Pakistani stand-up comedian (1955–2025)

Hayatullah Khan (1955 – 3 April 2025), known professionally as Mirawas (میراوس), was a Pakistani stand-up comedian and singer known for his social commentary. During his career spanning six decades, he appeared on numerous television and radio shows and produced over 500 cassettes and 800 comedy albums. His later years were marked by financial struggles and health challenges.

==Early life==
Born as Hayatullah Khan in Tangi, Charsadda, Mirawas began telling jokes in his childhood. By the ninth grade, he hosted weekly joke sessions for schoolchildren, earning a local reputation as a comic. Hailing from a farming family, he often entertained labourers and farmers with impromptu performances which were known for blended humour with social commentary.

==Career==
Mirawas's more widespread career as a comedian began in the 1980s. During the decade, he campaigned on PTV against drug addiction.

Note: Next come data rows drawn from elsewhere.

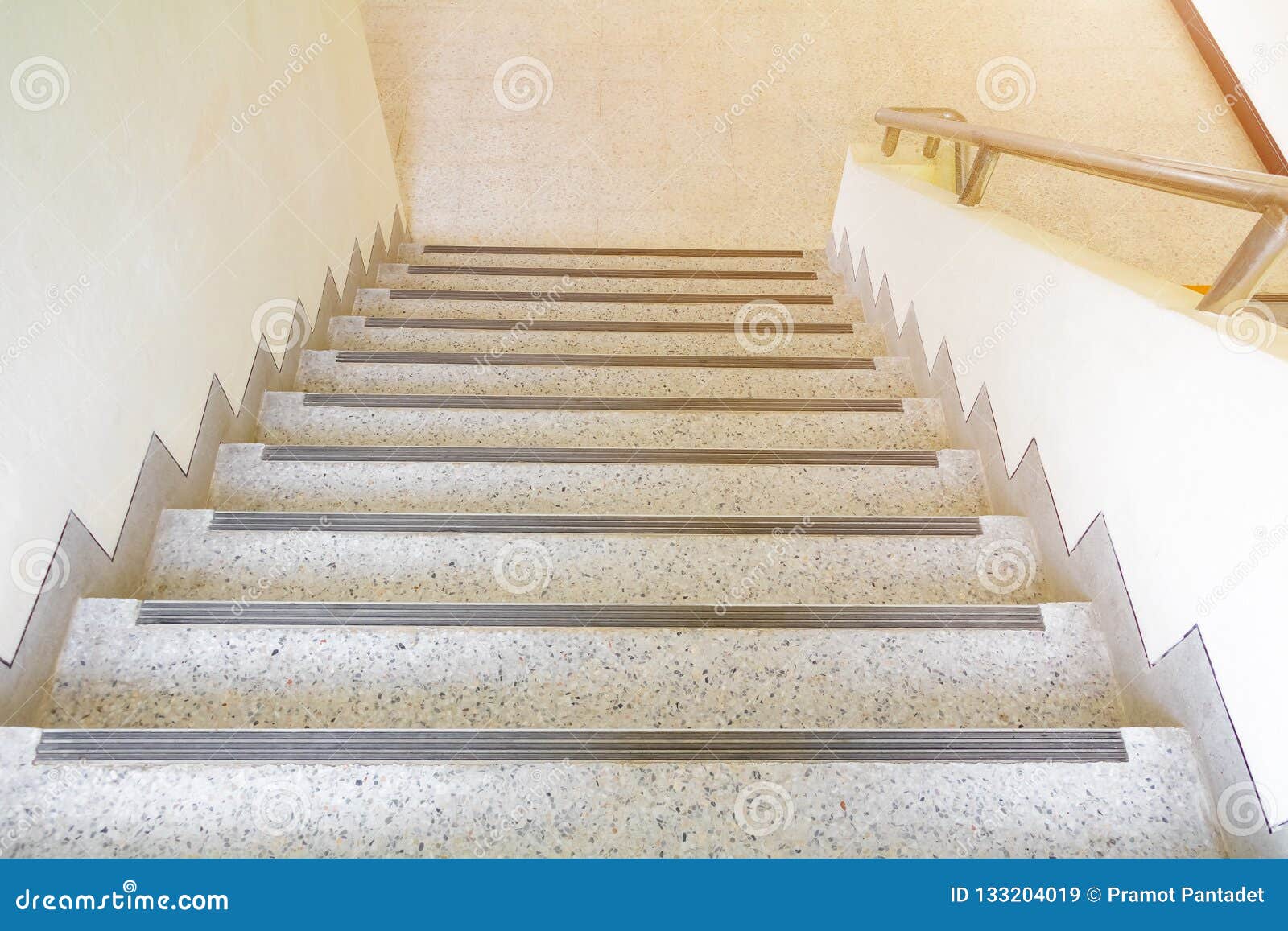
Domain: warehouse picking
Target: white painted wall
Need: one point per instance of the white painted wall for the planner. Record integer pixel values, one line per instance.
(1253, 36)
(147, 212)
(1140, 407)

He appeared in numerous shows, radio and TV programmes, and performed abroad on stage in about 20 countries.

After retirement, he ran the roadside Mirawas Hotel in Ghazi Beg in the Mohmand Agency tribal area.

==Literary work==
Mirawas authored two books, the first of which was published in the 1980s. His second book, Gap da Mirawas, included "parodies of famous Pashto and Urdu songs", and "satiric and humorous poems".

==Social impact and style==
Mirawas's comedy was typically unscripted and often included commentary relied on real-life observations. His jokes often targeted social ills, from drug addiction to academic pressure.

On the importance of comedy, Mirawas, said, "An hour of fun can erase months of depression. Even children go to school with slumped faces—we've forgotten to laugh."

==Later life and death==
In his later years, Mirawas suffered from diabetes and kidney disease. A 2024 appeal for medical aid revealed his financial struggles, though he ultimately received donations from fans and peers. He died in Tangi, Charsadda on 3 April 2025.

Aftab Sherpao, leader of the Qaumi Watan Party, called his death a "loss to satire," praising his ability to "highlight societal flaws with laughter". Khyber Pakhtunkhwa Governor Faisal Karim Kundi also expressed his condolences on his death. Fans likened him to the "Umer Sharif of Pashto," lamenting inadequate institutional support for his art.